Understanding the New Realities of Job Searching in the COVID-19 Era
Nine months into the COVID-19 pandemic, the job market isn’t looking good. The number of Americans seeking unemployment benefits remains at a near-record high and only half the jobs lost to the pandemic in the spring of 2020 have returned, the Associated Press reported in late November.
This double whammy paints a bleak picture for new PR professionals looking to advance their careers. For new college graduates the outlook is even tougher. Many are seeing their job and internship offers deferred or rescinded.
While the PR profession is not immune to the current economic and employment downturn, we have tools to help us. Most important, we’re fortunate to work in “a profession of relationships,” says Ron Culp, APR, Fellow PRSA, a consultant and educator who is also professional director of the Graduate PR and Advertising Program at DePaul University in Chicago. “PR pros are inherently empathetic, and in this environment they are more committed than ever to helping others.”
Especially for recent grads and early career PR people who are looking for jobs, professional relationships can make all the difference. But leveraging your network requires understanding the new realities of job-hunting in the pandemic era.
Network on LinkedIn and Twitter.
For the time being at least, coronavirus has changed or eliminated many traditional networking opportunities such as meetings and events. Now, “you have to find a way to establish and maintain connections in the virtual world,” Culp says.
As a result, social media networks have become more important than ever. Culp advises job-hunters to spend an hour a day focusing on the two primary channels of LinkedIn — which is fast becoming the heir apparent to the traditional résumé — and Twitter.
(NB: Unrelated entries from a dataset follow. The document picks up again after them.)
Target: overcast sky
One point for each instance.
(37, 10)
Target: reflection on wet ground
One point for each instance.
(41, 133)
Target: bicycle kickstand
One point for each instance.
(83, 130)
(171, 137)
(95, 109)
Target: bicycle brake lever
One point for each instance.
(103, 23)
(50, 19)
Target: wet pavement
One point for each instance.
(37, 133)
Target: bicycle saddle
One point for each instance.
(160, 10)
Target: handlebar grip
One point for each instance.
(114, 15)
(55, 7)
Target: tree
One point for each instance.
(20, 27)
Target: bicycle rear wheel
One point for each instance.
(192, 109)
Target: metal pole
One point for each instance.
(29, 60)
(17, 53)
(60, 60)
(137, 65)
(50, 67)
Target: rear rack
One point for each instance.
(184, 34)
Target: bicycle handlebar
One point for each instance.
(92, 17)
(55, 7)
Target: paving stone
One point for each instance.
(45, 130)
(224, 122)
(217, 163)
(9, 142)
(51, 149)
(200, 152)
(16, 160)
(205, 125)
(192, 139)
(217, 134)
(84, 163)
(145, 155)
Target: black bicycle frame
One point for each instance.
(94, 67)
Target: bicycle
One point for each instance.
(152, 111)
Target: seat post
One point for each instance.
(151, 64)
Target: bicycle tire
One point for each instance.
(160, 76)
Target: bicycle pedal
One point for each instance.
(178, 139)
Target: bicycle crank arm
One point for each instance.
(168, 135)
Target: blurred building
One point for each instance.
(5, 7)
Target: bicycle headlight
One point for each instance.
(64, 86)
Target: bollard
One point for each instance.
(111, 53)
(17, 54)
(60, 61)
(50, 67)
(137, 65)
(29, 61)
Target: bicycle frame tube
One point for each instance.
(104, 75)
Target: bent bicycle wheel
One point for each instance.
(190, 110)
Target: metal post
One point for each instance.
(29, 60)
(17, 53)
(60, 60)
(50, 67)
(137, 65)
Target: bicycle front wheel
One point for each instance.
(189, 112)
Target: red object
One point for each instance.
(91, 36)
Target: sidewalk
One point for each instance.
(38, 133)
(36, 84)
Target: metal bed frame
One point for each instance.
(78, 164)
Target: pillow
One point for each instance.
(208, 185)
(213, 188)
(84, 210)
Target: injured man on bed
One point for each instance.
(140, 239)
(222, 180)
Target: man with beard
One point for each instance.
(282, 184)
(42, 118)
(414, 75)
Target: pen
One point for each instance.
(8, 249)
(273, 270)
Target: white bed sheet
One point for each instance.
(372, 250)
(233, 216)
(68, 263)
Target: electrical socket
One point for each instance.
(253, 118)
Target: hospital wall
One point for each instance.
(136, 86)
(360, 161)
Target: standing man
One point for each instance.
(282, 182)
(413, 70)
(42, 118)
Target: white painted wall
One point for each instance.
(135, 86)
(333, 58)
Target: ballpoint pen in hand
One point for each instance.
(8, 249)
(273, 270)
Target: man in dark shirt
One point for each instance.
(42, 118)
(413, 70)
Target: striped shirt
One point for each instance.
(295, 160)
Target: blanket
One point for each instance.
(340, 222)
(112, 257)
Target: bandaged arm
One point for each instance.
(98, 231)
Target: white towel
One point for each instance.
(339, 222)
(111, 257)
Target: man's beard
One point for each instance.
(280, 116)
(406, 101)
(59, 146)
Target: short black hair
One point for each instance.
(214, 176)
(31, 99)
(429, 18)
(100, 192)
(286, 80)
Devote that hour to building quality content on your profile and establishing good connections, he says.
Savvy job candidates have long made it a point to learn the qualities of an organization that are not easily defined, such as its culture, work style and expectations. But with virtual interviews over the internet you lose the opportunity to observe those intangibles, says Alyssa Boule, senior vice president of recruitment for Edelman in Washington, D.C.
“You can’t show up to the interview early, sit in the reception area and see how people act,” she says. “You can’t walk past conference rooms and see how colleagues collaborate.”
Job interviews conducted via video calls also change the questions you must ask, because you’re forced to gather information about those intangibles from other peoples’ experiences rather than your own, she says.
Boule recommends using your research skills and network to learn those answers before the interview. Find the company’s current or former employees on LinkedIn and reach out to them for insights, she says. Review the organization’s website for photos and other clues about its dress code and work environment. Read news articles about the company and its leadership.
Virtual environments can also affect your job-interview performance, so Boule advises practicing beforehand. “Make a video of yourself, and give it an honest critique,” she says. “Become more conscious of your body language, posture and facial expressions.”
Deepen your relationships.
Now is the time to not only build and expand your professional network, but also to nurture your existing contacts, says Andrew Cook, an associate for social impact at Weber Shandwick in Seattle and former national president of PRSSA. Meeting new people may be harder right now, but you can deepen your relationships with people in your network and ask them for help, he says.
Cook also advises setting up job alerts for the city where you live (or would like to live) and for specific companies that interest you. This targeted approach will give you a sense of the employment market and let you help other job-seekers by passing postings along to them.
When you follow a company on social media, let them know you’re following them, Culp says. He recalls a former student who received a recruiting call from such an organization — not because the student had applied there, but because people from the company knew he was following them and saw that his skills matched their needs.
Understand what has not changed.
Despite the changes brought by COVID-19, some traditional job-search rules still apply. “Don’t apply online and then do nothing,” Boule says. “Follow up. If you don’t know anyone at the company, scour LinkedIn and find out who works in the practice area you’re targeting. Then, connect with those individuals and add them to your network.”
On the other hand, Boule also cautions against following up too often. If you’re in an active interview process, checking in once a week may be OK, but ask the hiring manager upfront if that frequency will be acceptable, she says.
Remember that sending thank-you notes after job interviews is still in style. Email is the best option, since many people aren’t in their offices to receive regular mail.
Wear your badge of resilience.
If the pandemic has slowed down your job search, use that time to your advantage, Cook suggests. “This is the moment to up your ‘hustle quotient,’” he says. “Find limited gig engagements, projects, volunteer opportunities, freelancing. Do things that reflect your skills. Write your own blog.”
Perhaps most important during the lull in your job search, “Make sure you’re not regressing” in your skills, he says.
If despite your best efforts you still find yourself with an employment gap, then don’t worry about it too much, Boule advises. “This is not the first time there’s been a hit to the economy,” she says. “Acknowledge that impact upfront: ‘My career has looked different than I thought it would, but it’s been a good learning experience.’ This is simply a part of your professional story. Proudly wear your badge of resilience.”
Above all, Culp adds, stay positive and proactive. “A powerful network of PR professionals is there to help you,” he says. “The best way to find them is by raising your hand.”